Death of a Salesman
Charlie Kirk’s superpower was bringing people together. He was a uniter. He spent his entire life traveling the country and seeking out conversations with other people - even if they didn’t always see eye-to-eye. He was a voice for compromise and an advocate for finding common ground between people with different political beliefs.
At 18 years old, Kirk partnered with a Tea Party millionaire to found Turning Point USA - an organization he described as “standing behind free markets and limited government.” But he wasn’t afraid to reach across the aisle and engage with people who held different views. That’s why he got in touch with Foster Friess, a born-again Christian billionaire whose socially conservative beliefs didn’t necessarily align with Kirk’s fiscally conservative libertarianism. But thanks to Kirk’s passion for civil dialog, they were able to come to an agreement: Foster Friess became a major donor, and Kirk abandoned his previous support for the separation of church and state.
Donald Trump’s protectionist, pro-tariff economic philosophy and authoritarian tendencies were also at odds with Turning Point’s focus on “free markets and limited government.” But as Trump gained power in the Republican Party, Kirk did what he did best: he sat down and he talked to Trump and his campaign staff. He listened to them. And over the next ten years, he and his small government, free market group became some of Trump’s biggest supporters, even backing his false claim that the 2020 election had been stolen and chartering buses to take protestors to Trump’s rally on January 6th.
Charlie Kirk’s commitment to civil debate and overcoming political differences was how he was able to unite fiscal conservatives, social conservatives, and MAGA conservatives into a single movement, all driving toward a common goal. The only Republican constituency he wasn’t able to bring into the fold were the overt white nationalists, who considered him insufficiently racist. But a recent memorial rally held in his honor by several Orange County Nazi groups suggests that they’re finally coming around.
Even in death, Charlie Kirk is still uniting people.
Personally, I always thought he sucked shit. That should come as no surprise to anyone - he spent his entire career mocking and antagonizing people and causes I care about in order to gain social media clout. Lots of conservatives show up at college campuses and say inflammatory stuff to try and get a rise out of students. Crossing your arms and smirking while getting yelled at by an English lit major doesn’t make you Socrates, and to me the only difference between Kirk and the street preachers who’d come to my college to tell us we were going to Hell was that he had the financial backing of several extremely rich old creeps.

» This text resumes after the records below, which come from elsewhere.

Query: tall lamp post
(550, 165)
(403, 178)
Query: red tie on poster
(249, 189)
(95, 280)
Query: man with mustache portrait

None of that means I think it’s a good thing that he got shot. I think political violence is bad. I think gun violence is bad. I think it’s tragic that his wife lost her husband and his kids lost their father. And he clearly meant a lot to a whole lot of people. I don’t begrudge anybody who wants to mourn his loss. But he spent 13 years crowing about how people like me are sick freaks who hate America, so I’m not going to pretend he was some champion of well-reasoned political debate just because he died a shocking and violent death.
This has been a tough pill to swallow for Kirk’s supporters. When confronted with quotes from Kirk where he claims that the Civil Rights Act was a mistake, or calls for Joe Biden to be executed, or talks about stoning gay people to death, his fans get very concerned about context.
I’m having a hard time with that, because even when you listen to the entirety of his quotes, they’re still pretty gross. For example: if you read the literal context of his quote about stoning, you’d see that he doesn’t directly call for public stonings. He instead identifies the Bible verse Leviticus 18 as calling for gay men to be stoned to death, and then refers to it as “God’s perfect law when it comes to sexual matters.” If you’re a member or an ally of the queer community, this additional context - that he merely endorsed stoning gay people to death, rather than outright advocated for it - probably doesn’t do much to change your opinion of the man.
But that’s because you’re not looking at the quote with the context his fans want you to. When people online, in the media, or in the federal government scold you for taking his quotes out of context, they don’t mean “you need to read that quote in the context of everything else he was saying.” They mean, “you need to read that quote in the context of being a person who likes and agrees with Charlie Kirk.”
In order to properly appreciate Charlie Kirk’s wisdom, you simply have to pretend you’re someone who isn’t too fussed about whether members of a marginalized community should be executed or not. If you don’t get hung up on his role in a right-wing political party that is actively hostile to LGBTQ people, there’s really nothing offensive about what he said. If you put yourself in the headspace of someone who is being algorithmically served terabytes of right wing content 18 hours a day, you’d actually be delighted at how cleverly he skewered the person he was criticizing (beloved children’s entertainer Ms. Rachel). Basically, if you just put aside all of your lived experiences and moral convictions that lead you to disagree with Charlie Kirk, he’s actually a pretty agreeable guy.
I try to be respectful of other people’s cultures, but that is a level of wokeness I cannot and will not achieve. If Charlie Kirk was such a brilliant, eloquent messenger, you’d think he would’ve said at least one or two things that could have value and meaning regardless of your political affiliation. But that wasn’t his job. His job was owning the libs.
I’m not celebrating Charlie Kirk’s death. And I’m not going to celebrate his life.